Innovation and Intellectual Property

  • Innovation drives productivity and competitiveness throughout the entire economy and requires a supportive intellectual property framework.
  • Canada is a top performer in public funding for research and development (R&D), but scores poorly in terms of private investment in R&D as well as in the commercialization of technologically intensive goods and services.
  • Accordingly, the Panel recommends that the federal government should regularly monitor the scientific research and experimental development tax credit in order to encourage business investment in R&D and innovation.
  • The federal government should also retool Canada’s patent law and copyright regimes, and should strengthen counterfeit and piracy laws to ensure that intellectual property rights are effectively protected.
  • Post-secondary educational institutions should also expedite the transfer of intellectual property rights and the commercialization of university-generated intellectual property.

A Canadian Competitiveness Council

The Panel concludes that the absence of an independent institution with a focused mission to advocate for measures to improve the level of competitive intensity in the Canadian economy is the most significant gap in Canadian competition policy.

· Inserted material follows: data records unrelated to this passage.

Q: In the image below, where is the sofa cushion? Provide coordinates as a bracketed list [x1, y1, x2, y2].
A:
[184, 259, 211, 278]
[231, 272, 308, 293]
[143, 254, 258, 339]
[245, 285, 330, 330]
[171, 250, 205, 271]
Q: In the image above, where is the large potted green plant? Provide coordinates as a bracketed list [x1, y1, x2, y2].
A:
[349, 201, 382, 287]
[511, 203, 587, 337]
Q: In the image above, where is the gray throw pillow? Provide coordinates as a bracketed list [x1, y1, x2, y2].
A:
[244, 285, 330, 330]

  • The Panel is proposing the creation of a Canadian Competitiveness Council that would conduct research on competitiveness issues in both the public and private sectors. The Council would also have a public voice to foster national debate and dialogue on competitiveness issues.
  • The proposed Council would serve as the primary Canadian advocate for competition. It would be independent of government, but with a clear reporting relationship to Parliament.
  • The Council would be governed by a Board of Directors, including a majority of representatives from outside government, made up of persons knowledgeable and experienced in matters of economics, business and government affairs pertaining to competition, industry, regulation and consumers, as well as representatives who bring the perspectives of the federal government, the provinces and cities.
  • With political support, sufficient resources and a small, competent staff, the Panel believes that the Canadian Competitiveness Council has the potential to have a positive and lasting impact on the well-being of Canadians.

Going Forward

  • With its national Competitiveness Agenda, the Panel hopes to seize the attention of Canadians from all walks of life and all regions. The questions are how we raise our productivity through greater openness to talent, capital and innovation, through vigorous competition and through a more ambitious mindset.
  • The Panel believes that the key will be to encourage both more competition at home and more exposure to competition from abroad. Competition drives the productivity that ultimately sustains our incomes, jobs and quality of life.
  • This report is the Panel’s best effort to set the agenda for sustained competitiveness. It is a national project, calling on all Canadians to commit to making our country more competitive.

“Our Competitiveness Agenda does not ask Canadians to give up anything, nor to settle for less. On the contrary, we are asking Canadians to raise their sights, and to recognize the challenges and opportunities of economic globalization. We are asking Canadians to take a global perspective.”